Valeria Martano: Penggerak Dialog Lintas Agama dan Peradaban (1)

0
572
Valeria Martono menerima Anugerah Kebudayaan Kategori Perorangan Asing

Doctor Valeria Martano dikenal sebagai sosok perempuan yang menjadi inspirator, motivator, dan penggerak dialog lintas agama dan perdamaian. Atas jasanya itu, Pemerintah RI melaui Kementrian Pendidikan dan Kebudayaan memberinya Anugerah Kebudayaan untuk Kategori Perorangan Asing Tahun 2018.

Valeria Martono menerima Anugerah Kebudayaan Kategori Perorangan Asing

“Saya merasa sangat dihormati. Tapi jujur saya menerima itu atas nama semua teman Indonesia yang telah bersama saya, baik dalam kegiatan nyata maupun dalam dialog antar agama,” ia menanggapi penghargaan tersebut. Ia salah seorang peserta The 7th World Peace Forum: The Middle Path for The World Civilization yang digelar di Jakarta 14 – 16 Agustus 2016.

Valeria memulai kariernya sebagai seorang guru di sebuah sekolah negeri di Roma pada 1976 -1990. Setelah menggondol gelar doctor, ia menjadi peneliti di Institut Ilmu Pengetahuan Sosial Bologna hingga 2008. Selain tetap sebagai peneliti, pada tahun yang sama ia juga menjadi Direktur Program Multikulturalisme di Kementrian Pendidikan Italia, sampai sekarang.
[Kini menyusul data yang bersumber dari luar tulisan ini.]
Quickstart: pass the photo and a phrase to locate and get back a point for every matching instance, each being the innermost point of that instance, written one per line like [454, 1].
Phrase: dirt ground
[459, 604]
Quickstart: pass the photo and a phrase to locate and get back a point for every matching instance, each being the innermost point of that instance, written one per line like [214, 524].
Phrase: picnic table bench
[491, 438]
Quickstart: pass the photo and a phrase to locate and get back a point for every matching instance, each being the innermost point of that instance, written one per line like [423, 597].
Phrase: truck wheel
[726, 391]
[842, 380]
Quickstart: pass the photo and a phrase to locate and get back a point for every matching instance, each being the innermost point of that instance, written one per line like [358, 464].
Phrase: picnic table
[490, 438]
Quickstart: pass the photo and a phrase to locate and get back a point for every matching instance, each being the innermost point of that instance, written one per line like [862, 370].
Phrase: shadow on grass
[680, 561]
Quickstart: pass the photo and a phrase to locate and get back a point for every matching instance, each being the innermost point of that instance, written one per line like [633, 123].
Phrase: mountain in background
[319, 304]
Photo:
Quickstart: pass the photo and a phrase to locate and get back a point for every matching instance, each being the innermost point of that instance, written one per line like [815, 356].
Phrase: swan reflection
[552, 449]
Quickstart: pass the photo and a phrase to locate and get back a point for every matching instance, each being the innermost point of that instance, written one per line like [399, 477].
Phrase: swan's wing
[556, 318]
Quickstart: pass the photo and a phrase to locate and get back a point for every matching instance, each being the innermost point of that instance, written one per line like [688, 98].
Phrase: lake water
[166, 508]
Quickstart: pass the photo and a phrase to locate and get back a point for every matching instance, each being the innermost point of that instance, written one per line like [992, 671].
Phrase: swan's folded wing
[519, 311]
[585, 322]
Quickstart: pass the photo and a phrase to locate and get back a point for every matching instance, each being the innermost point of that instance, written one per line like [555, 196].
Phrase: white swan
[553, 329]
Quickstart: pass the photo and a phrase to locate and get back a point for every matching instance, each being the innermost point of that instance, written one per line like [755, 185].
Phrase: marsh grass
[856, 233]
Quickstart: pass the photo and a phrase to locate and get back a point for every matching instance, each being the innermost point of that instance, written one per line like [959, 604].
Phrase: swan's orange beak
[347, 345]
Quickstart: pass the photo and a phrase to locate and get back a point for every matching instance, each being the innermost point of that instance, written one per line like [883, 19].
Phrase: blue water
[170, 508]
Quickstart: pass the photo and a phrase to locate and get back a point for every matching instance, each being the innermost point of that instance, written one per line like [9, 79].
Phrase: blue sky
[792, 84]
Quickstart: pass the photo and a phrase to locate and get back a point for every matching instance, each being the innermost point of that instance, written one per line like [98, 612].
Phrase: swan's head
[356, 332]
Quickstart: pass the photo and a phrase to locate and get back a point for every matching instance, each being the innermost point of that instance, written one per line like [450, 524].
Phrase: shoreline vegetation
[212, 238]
Kiprah Valeria di bidang aktivitas dialog lintas agama dan perdamaian di Indonesia di mulai tahun 1990-an, melalui komunitasnya Sant’ Egidio. Ia mengaku mengenal nama Indonesia tahun 1990. Suatu hari dalam kegiatan doa di Roma, ia berkenalan dengan seorang perempuan muda Indonesia. Dari percakapan itu terbitlah keinginannya untuk mengenal Indonesia lebih dalam, sebuah negeri yang dibangun di atas kebinekaan, tetapi bisa jadi, “tunggal ika”.

Lantas, ia belajar bahasa Indonesia pada dosen Bahasa Timur.”Tetapi yang diajarkan prinsip – prinsip saja. Ia (dosen) kemudian mengatakan, pergilah, dan bangsa Indonesia akan menjadi guru mu,” kenang Valeria yang kini mahir berbahasa Indonesia.

Tahun 1991 ia terbang ke Indonesia, langsung ke Padang. Selain kagum dengan alam Indonesia yang indah, ia juga senang bisa bersahabat dengan pemuda – pemuda dan masyarakat umumnya di Padang. Ia banyak mengenal masyarakat bawah yang hidup di gubuk- gubuk. “Saya mengenal budaya Indonesia bisa dikatakan dari dalam, bukan dari foto – foto, tapi dari kontak langsung  dengan orang – orang,” papar valeri.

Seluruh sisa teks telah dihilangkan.